年长些的内侍们反而没说什么,不是没有想法,是不敢说,乾清宫里的老人走到今天,靠的不是比谁得力,是比谁嘴严。
他们在宫里待得越久越明白一个道理,主子宠谁,那是做奴才的命好,眼红的人可以自己去撞墙,别撞到别人身上就行。
最难堪的,是那些在阿珩身边伺候了好几年,却连名字都没被记住的宫人。
有一个叫慧娘的宫人,负责给殿下洗衣裳洗了好些年,殿下的每一件贴身里衣,都是她用皂角一点点搓出来的。
有一次她在廊下碰见佑安,实在没忍住,酸了一句说佑安,你运气真好,一来就被殿下记住了。
佑安看了她一眼,没回嘴,慧娘又说了句“你可得好好伺候殿下,咱们殿下身子娇贵,你可别毛手毛脚的。
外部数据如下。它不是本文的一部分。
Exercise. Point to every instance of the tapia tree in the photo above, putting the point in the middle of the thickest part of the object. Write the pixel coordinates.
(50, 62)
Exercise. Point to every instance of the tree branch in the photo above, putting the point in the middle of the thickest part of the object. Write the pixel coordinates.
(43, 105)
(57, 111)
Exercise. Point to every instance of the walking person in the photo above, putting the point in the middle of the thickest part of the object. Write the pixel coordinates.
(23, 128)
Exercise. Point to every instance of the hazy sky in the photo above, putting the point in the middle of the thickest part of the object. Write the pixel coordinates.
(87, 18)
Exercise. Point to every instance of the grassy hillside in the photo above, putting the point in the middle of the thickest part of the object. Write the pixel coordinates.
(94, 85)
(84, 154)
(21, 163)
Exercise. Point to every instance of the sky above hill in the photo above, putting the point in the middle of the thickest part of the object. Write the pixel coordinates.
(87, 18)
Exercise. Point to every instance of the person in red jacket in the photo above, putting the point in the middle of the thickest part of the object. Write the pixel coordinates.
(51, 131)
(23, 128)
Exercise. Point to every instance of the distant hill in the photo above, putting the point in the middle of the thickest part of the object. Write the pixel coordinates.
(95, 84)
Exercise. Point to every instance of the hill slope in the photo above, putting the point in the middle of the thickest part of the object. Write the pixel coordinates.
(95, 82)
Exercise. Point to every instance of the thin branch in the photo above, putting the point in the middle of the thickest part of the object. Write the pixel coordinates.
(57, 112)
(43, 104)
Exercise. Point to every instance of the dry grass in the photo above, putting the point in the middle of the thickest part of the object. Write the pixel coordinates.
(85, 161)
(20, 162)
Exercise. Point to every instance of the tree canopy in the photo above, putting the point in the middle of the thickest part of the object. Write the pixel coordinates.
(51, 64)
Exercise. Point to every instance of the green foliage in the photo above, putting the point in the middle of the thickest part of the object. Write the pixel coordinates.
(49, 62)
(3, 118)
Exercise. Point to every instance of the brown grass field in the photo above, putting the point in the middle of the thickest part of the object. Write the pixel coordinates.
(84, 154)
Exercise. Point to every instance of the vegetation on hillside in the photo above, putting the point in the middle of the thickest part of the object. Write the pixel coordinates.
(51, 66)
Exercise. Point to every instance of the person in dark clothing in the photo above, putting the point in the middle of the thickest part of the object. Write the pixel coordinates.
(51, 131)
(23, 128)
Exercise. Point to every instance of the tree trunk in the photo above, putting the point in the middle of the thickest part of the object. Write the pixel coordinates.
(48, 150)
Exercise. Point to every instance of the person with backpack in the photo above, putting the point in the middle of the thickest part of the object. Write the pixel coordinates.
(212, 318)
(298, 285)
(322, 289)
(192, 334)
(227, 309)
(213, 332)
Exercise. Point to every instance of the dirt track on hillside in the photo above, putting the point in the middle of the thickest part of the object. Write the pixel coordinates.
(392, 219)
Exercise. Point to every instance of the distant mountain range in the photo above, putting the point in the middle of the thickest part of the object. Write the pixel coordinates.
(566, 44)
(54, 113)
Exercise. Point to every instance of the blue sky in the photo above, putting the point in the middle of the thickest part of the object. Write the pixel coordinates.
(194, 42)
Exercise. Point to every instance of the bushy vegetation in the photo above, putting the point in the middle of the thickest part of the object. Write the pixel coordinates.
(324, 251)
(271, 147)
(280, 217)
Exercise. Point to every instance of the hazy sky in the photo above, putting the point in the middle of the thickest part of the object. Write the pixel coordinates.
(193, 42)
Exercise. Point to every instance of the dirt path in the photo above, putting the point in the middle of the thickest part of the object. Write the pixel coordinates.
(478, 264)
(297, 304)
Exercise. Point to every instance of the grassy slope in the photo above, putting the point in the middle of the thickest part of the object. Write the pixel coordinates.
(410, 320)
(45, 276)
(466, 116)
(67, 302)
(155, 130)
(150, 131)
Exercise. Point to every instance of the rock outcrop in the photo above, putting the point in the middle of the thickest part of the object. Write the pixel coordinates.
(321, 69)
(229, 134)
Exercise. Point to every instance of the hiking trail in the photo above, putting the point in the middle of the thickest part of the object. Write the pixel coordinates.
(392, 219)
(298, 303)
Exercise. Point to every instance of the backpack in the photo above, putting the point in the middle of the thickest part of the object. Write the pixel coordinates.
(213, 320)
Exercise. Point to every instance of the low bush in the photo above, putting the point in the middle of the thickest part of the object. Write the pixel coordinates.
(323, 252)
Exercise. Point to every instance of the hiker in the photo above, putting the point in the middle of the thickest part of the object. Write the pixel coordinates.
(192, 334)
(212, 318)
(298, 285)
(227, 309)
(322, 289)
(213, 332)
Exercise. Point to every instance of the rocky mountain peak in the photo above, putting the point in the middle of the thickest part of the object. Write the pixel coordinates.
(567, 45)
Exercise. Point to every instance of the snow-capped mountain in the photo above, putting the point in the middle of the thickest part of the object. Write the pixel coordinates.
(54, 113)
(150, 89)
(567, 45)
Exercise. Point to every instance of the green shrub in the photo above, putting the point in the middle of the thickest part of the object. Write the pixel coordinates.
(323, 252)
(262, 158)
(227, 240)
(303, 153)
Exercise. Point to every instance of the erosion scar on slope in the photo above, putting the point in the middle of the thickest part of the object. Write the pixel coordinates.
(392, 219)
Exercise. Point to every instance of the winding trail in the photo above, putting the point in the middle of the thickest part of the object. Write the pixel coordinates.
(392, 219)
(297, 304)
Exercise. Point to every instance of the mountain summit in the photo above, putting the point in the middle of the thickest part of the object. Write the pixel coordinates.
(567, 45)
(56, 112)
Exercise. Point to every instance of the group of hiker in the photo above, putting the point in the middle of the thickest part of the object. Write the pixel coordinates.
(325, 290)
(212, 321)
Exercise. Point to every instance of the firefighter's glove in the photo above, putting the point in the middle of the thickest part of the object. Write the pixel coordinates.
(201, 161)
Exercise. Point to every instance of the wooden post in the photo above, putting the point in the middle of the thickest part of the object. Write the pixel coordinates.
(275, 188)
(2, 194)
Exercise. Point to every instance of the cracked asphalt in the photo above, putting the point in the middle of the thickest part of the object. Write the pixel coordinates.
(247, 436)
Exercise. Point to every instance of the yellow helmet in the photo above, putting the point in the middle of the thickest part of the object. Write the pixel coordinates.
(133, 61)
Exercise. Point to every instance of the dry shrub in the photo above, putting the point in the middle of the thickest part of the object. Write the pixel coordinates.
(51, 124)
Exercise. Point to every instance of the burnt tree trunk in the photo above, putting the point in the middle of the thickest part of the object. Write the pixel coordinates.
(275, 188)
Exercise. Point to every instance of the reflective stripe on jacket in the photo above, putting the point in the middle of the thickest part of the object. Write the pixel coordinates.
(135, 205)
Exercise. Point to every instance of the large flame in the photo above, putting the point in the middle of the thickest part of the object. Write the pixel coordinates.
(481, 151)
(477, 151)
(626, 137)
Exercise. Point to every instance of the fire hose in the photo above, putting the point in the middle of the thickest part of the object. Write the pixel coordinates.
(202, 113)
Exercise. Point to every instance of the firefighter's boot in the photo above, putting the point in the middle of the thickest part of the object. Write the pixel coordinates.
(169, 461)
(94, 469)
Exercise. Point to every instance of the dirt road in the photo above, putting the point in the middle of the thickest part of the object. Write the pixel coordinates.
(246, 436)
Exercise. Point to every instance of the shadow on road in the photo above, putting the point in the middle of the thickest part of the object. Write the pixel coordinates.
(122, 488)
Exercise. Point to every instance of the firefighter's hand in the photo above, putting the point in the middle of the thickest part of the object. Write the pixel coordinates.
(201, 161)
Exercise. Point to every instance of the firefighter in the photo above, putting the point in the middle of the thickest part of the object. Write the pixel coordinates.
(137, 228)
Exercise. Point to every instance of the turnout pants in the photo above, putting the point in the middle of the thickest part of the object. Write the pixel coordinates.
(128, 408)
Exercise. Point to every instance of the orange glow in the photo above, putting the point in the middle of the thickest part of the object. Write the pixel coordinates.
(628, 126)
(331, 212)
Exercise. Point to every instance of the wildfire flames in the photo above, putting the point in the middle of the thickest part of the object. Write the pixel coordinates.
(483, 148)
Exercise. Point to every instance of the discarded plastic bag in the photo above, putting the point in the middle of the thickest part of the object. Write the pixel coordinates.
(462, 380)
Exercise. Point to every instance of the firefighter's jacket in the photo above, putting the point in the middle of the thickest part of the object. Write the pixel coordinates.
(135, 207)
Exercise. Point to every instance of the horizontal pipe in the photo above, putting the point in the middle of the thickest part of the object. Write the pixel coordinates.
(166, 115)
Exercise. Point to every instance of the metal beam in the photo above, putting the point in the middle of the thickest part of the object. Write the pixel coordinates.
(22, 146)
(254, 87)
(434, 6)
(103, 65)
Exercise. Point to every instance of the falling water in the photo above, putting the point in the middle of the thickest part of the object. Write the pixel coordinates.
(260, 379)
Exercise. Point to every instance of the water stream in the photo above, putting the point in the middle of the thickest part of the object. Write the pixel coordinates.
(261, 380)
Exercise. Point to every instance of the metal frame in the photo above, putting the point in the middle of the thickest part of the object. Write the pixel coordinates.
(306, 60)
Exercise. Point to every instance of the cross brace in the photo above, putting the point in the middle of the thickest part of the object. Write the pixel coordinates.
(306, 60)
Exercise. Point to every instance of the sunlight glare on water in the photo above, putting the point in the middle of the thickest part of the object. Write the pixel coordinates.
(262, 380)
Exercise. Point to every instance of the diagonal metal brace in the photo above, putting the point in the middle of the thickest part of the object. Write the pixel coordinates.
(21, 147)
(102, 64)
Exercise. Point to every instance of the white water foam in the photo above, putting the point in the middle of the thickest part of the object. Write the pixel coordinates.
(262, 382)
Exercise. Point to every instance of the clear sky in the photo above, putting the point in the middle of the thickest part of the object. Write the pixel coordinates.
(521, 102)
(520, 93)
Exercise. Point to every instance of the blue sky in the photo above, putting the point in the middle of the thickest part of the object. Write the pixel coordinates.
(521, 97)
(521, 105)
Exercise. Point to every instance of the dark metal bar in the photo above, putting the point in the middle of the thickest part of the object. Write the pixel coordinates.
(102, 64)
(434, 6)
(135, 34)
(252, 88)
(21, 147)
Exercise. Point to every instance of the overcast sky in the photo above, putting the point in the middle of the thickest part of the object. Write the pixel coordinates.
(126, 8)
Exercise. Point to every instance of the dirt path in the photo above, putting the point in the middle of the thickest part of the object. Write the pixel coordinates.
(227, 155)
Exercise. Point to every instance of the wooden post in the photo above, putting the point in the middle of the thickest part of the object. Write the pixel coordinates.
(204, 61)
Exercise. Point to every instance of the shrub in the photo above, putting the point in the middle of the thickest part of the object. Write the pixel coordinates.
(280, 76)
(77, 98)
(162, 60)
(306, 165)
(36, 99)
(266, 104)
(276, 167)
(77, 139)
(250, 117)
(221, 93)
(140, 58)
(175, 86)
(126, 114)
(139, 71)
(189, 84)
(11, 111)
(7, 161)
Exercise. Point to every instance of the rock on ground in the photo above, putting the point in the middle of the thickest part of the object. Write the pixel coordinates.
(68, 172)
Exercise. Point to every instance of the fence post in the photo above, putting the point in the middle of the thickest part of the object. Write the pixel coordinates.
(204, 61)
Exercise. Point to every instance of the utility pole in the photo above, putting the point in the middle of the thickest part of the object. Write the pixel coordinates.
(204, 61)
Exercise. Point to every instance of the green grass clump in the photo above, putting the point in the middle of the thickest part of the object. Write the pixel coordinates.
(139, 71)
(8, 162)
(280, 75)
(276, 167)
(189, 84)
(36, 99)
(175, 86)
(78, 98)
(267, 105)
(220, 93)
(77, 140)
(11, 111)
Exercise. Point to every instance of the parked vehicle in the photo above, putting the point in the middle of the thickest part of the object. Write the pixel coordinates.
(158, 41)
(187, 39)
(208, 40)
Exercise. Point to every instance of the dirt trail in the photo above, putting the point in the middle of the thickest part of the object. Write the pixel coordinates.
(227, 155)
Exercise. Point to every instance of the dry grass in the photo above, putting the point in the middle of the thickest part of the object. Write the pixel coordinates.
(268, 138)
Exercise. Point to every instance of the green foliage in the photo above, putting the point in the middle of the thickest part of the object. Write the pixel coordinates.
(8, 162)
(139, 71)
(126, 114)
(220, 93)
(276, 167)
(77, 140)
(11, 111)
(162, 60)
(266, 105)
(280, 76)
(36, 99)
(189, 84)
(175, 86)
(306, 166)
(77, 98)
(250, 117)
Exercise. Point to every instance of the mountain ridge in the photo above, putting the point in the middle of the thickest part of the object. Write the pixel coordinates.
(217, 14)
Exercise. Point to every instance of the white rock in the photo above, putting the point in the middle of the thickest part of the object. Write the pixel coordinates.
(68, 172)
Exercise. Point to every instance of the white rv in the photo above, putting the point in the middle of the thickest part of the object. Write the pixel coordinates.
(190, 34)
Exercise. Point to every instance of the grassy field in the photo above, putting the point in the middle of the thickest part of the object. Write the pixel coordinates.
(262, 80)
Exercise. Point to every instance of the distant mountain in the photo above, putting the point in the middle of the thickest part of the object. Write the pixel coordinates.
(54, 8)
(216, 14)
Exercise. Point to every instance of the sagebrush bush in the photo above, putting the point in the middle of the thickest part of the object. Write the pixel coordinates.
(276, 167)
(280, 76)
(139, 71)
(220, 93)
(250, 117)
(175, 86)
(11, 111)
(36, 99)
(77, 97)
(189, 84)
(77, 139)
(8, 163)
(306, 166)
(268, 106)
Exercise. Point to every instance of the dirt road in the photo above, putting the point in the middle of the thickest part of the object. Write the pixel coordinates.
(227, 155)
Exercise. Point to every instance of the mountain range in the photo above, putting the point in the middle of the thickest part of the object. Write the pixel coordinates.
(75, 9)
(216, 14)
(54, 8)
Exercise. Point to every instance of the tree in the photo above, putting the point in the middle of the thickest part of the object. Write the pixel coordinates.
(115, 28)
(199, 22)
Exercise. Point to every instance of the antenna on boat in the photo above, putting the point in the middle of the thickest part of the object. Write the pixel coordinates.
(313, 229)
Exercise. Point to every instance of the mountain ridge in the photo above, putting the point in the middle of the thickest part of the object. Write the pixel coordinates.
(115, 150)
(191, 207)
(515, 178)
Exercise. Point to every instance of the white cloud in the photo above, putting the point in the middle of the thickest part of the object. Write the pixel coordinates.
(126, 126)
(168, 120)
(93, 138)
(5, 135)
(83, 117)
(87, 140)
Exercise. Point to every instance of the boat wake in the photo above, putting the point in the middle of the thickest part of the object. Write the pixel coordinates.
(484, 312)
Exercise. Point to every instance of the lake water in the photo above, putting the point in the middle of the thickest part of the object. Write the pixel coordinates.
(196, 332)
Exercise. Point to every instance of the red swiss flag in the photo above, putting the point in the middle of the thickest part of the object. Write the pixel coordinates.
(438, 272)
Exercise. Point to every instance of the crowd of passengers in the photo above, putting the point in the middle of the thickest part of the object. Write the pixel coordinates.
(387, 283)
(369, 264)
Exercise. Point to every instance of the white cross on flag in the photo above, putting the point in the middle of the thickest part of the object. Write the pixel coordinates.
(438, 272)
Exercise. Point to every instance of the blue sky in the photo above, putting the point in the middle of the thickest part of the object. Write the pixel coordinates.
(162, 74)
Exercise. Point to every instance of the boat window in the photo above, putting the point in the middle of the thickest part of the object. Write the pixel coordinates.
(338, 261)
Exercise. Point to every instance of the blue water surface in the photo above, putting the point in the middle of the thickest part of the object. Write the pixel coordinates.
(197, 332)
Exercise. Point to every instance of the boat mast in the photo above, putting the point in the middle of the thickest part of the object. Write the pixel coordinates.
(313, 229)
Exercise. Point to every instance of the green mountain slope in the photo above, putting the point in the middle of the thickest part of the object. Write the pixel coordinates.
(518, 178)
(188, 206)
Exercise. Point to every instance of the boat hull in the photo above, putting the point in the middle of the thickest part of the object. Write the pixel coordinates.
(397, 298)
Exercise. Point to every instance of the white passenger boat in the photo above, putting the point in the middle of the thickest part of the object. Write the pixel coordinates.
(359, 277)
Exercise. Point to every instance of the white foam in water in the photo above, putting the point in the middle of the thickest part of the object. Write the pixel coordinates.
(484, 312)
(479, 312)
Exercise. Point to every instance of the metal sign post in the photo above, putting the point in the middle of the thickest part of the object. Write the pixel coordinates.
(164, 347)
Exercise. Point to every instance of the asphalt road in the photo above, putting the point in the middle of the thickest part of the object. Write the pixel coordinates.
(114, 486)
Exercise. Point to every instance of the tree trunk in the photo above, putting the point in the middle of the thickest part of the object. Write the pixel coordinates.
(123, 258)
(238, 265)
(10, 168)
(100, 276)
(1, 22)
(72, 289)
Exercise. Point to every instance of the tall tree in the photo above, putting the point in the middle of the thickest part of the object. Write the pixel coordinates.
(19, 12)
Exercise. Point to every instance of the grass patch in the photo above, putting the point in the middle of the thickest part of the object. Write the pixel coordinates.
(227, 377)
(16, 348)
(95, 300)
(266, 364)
”
佑安说知道,慧娘还想说什么,锦瑟恰好从旁边走过去,脚步停了一下。
慧娘便闭上嘴快步走了,她走回洗衣房时蹲在井边搓了好一会儿衣裳,搓到指节发红。
阿珩对这些一无所知,就算知道了,又能做什么呢?
在皇帝眼里,这些宫人是和茶杯,椅子一样的工具,她不会允许阿珩对这些东西有感情。
况且宫人欺下媚上的事,她见过,也受过,她知道一旦失势,这些人会是什么嘴脸,所以,她的阿珩不需要,也没必要在乎他们的存在。
佑安来了之后,阿珩可以在暖阁里玩得更自在,佑安会陪他下棋,不是真的下棋,是把黑白棋子当弹珠弹着玩。
佑安每次弹出去的棋子,都刚好停在桌沿边不掉下去,阿珩每次弹出去的,都直接滚到地上骨碌碌地消失在柜子底下。
阿珩不肯叫人,自己趴在柜子边,用竹竿够了好久够不出来,回头说“佑安你帮阿珩捡,好不好?”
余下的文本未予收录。